Rescue workers, top, and soldiers with investigators, bottom, work at the site of last week’s explosion that hit the seaport of Beirut, Lebanon, Monday, Aug. 10, 2020.(AP Photo/Bilal Hussein)

Rescue workers, top, and soldiers with investigators, bottom, work at the site of last week’s explosion that hit the seaport of Beirut, Lebanon, Monday, Aug. 10, 2020.(AP Photo/Bilal Hussein)

Canada to match donations to Lebanon relief

Canada is directing all of its aid for this crisis directly to humanitarian organizations, not the Lebanese government

The federal government will match all individual donations from Canadians to humanitarian relief efforts in Lebanon following this week’s deadly explosion in Beirut.

International Development Minister Karina Gould says Canadians can help the Lebanese people who have lost loved ones, been injured or lost homes from the explosion by giving generously.

“Concerted humanitarian action is required to meet the immediate needs of people impacted by the blast, including health care food, shelter and water,” she said.

“My message to Canadians is this: the best way that you can help is to donate money, and for your contribution to be matched by the government of Canada, donations must be made to the humanitarian coalition or one of its partners.”

Donations made by Canadians before Aug. 24 to the Humanitarian Coalition — a group of 12 established aid organizations working on the ground in Lebanon — or to one of the coalition’s members will be matched by the federal government, up to a maximum of $2 million.

This matching fund is part of $5 million in emergency aid pledged by Ottawa earlier this week after Tuesday’s blast in Lebanon’s capital. Another $1.5 million of aid has been earmarked for the Lebanese Red Cross.

Canada is directing all of its aid for this crisis directly to humanitarian organizations, not the Lebanese government, to ensure the assistance goes to those in need, Gould said.
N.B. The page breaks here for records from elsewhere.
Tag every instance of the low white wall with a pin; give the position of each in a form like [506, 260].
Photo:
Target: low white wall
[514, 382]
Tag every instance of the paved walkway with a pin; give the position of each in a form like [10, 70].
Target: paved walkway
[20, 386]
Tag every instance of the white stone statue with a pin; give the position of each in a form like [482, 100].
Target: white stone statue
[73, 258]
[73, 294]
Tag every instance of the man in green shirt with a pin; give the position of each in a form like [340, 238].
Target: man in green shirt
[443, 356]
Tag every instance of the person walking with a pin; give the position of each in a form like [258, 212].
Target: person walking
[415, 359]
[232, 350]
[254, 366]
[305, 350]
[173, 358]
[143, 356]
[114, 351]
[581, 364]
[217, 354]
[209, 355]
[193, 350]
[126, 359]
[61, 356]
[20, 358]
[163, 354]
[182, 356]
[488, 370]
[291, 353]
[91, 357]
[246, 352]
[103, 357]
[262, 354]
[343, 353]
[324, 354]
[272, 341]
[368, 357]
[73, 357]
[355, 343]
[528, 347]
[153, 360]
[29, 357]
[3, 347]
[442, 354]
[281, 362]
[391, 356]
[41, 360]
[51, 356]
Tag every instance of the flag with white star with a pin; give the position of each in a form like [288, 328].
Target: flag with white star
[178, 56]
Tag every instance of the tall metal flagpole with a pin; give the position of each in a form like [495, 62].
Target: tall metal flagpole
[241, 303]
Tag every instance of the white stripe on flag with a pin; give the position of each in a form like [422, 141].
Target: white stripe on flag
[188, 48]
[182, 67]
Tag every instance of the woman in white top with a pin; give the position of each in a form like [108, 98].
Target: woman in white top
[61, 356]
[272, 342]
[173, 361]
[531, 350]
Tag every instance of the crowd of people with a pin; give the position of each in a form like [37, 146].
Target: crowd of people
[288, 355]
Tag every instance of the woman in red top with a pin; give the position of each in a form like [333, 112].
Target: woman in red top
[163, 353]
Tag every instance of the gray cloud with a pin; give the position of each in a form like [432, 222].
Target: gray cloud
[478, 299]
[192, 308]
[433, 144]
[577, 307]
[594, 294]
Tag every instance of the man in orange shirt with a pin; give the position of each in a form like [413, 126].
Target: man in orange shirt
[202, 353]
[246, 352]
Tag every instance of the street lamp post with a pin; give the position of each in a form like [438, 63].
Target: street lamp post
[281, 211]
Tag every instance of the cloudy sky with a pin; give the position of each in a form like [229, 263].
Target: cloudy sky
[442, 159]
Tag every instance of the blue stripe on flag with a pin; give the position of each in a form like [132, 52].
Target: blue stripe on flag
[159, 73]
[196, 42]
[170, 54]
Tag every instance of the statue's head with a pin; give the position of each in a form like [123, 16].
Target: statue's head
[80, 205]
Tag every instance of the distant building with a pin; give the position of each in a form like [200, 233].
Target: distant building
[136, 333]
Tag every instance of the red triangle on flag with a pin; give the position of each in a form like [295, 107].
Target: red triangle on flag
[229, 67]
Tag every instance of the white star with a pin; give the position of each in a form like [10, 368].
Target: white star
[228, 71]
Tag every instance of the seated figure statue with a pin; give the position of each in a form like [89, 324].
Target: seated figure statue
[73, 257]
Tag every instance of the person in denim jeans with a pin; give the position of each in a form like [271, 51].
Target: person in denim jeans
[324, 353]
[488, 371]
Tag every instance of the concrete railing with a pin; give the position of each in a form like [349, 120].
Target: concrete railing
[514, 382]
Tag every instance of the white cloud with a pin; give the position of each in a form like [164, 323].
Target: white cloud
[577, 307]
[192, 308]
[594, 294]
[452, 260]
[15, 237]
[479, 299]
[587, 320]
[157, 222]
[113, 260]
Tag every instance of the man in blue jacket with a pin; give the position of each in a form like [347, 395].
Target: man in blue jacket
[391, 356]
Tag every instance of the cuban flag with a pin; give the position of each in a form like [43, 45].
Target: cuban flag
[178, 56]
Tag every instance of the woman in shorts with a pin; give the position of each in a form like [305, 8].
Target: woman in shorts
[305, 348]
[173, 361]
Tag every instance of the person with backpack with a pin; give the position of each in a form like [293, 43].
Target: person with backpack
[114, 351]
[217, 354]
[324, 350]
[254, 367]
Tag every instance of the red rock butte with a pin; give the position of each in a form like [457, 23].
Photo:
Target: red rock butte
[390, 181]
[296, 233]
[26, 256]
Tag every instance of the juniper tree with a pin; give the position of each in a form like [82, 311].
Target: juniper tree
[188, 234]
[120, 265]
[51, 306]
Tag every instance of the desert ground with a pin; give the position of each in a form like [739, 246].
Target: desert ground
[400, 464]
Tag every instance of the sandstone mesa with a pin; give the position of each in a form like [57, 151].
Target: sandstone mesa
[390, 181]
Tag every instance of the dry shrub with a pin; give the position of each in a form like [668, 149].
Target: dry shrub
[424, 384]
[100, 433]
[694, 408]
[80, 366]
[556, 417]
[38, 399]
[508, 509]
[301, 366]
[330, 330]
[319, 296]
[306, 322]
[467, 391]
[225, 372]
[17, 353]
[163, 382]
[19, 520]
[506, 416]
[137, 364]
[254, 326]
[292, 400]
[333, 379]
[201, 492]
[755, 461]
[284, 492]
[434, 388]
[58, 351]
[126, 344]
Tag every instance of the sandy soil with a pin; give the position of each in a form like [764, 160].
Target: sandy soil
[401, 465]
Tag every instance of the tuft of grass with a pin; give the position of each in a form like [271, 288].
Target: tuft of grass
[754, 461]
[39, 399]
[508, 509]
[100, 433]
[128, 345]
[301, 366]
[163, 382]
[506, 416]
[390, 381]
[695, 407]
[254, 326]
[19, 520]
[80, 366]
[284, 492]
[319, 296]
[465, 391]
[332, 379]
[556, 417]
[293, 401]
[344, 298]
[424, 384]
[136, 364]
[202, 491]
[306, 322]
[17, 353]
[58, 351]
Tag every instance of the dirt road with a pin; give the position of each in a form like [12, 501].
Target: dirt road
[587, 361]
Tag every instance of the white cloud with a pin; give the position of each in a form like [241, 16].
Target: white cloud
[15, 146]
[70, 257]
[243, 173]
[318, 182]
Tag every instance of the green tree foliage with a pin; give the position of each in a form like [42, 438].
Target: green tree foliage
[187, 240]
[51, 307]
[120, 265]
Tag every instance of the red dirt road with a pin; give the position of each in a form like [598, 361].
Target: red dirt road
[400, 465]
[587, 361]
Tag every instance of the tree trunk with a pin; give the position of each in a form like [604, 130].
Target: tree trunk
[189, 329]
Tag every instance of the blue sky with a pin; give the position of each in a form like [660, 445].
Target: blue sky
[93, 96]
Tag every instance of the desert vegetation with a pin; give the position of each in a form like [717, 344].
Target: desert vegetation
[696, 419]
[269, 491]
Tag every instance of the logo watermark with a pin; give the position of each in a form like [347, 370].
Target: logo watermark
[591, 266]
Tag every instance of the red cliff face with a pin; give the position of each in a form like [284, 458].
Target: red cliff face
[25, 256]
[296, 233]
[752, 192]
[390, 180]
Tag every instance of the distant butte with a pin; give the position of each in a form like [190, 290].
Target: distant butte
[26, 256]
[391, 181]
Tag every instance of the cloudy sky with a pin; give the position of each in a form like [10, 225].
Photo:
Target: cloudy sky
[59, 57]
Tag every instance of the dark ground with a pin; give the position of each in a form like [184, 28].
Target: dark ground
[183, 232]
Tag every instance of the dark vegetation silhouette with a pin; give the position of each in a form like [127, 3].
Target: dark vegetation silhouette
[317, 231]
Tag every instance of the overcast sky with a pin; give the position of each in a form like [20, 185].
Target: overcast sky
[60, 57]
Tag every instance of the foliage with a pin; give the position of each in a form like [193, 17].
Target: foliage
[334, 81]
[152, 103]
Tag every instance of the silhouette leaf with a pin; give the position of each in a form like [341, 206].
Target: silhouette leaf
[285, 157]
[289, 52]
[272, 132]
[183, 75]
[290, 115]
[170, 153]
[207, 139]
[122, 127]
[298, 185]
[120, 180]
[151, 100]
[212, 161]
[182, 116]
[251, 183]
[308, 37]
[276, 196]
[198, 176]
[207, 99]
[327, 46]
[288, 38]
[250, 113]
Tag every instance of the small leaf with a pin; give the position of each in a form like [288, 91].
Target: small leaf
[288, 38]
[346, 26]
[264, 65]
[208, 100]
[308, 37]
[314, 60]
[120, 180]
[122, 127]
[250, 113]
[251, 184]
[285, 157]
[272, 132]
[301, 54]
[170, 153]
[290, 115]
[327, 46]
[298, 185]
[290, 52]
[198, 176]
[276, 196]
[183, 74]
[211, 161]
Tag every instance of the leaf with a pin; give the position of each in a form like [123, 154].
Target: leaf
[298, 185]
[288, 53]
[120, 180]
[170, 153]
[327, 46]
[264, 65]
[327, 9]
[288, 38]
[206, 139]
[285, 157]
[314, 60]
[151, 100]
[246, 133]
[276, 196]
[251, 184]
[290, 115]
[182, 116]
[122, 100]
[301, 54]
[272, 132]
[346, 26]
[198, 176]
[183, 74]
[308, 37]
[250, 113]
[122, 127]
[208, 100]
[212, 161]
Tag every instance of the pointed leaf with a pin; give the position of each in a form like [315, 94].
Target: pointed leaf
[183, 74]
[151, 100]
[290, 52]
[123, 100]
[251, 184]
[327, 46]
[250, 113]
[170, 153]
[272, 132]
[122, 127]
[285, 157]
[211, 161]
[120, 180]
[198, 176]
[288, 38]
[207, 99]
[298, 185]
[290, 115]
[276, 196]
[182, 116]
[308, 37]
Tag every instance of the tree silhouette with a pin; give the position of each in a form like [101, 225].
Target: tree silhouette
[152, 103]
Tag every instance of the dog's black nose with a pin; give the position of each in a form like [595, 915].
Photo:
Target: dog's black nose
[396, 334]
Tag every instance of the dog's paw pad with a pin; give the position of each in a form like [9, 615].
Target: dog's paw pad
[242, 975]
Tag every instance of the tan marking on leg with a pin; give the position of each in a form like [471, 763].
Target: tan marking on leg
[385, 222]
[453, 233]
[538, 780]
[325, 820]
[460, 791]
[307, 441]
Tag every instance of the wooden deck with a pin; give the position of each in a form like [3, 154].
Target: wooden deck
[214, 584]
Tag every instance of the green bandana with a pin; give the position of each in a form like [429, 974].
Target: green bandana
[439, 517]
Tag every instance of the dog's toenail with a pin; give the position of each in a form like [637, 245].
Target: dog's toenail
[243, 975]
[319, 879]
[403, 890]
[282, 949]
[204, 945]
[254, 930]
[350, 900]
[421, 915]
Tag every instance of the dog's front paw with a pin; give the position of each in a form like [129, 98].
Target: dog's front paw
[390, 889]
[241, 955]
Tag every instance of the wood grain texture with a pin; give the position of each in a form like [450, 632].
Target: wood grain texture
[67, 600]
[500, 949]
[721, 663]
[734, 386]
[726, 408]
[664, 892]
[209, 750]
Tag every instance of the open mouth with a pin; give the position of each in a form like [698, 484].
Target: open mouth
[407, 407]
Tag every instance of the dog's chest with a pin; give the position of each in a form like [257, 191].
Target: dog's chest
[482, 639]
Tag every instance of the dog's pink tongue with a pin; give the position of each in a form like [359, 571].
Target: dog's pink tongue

“What we are focused on right now is responding to the emergency at hand, working through trusted NGOs and international partners that are operating on the ground to make sure that we’re getting the assistance to the Lebanese people in need, the most vulnerable, so that we can save lives, so that we can protect the vulnerable and make sure that we are helping them get through this crisis as fast as possible.”

Earlier this week, Gould told reporters any direct aid to the government of Lebanon would only come with “significant fiscal and political reforms” in light of widespread domestic and international concerns about corruption and poor governance in the country.

The country is led by a political ruling class, made up mostly of former civil war-era leaders, and it is now being blamed for incompetence and mismanagement that contributed to Tuesday’s explosion.

This has sparked protests of anger, which led to clashes between security forces and demonstrators Saturday in central Beirut.

The blast is believed to have happened when a fire touched off a stockpile of 2,750 tons of highly explosive ammonium nitrate that authorities left sitting in a warehouse for years – despite years of repeated warnings from officials that it posed a danger.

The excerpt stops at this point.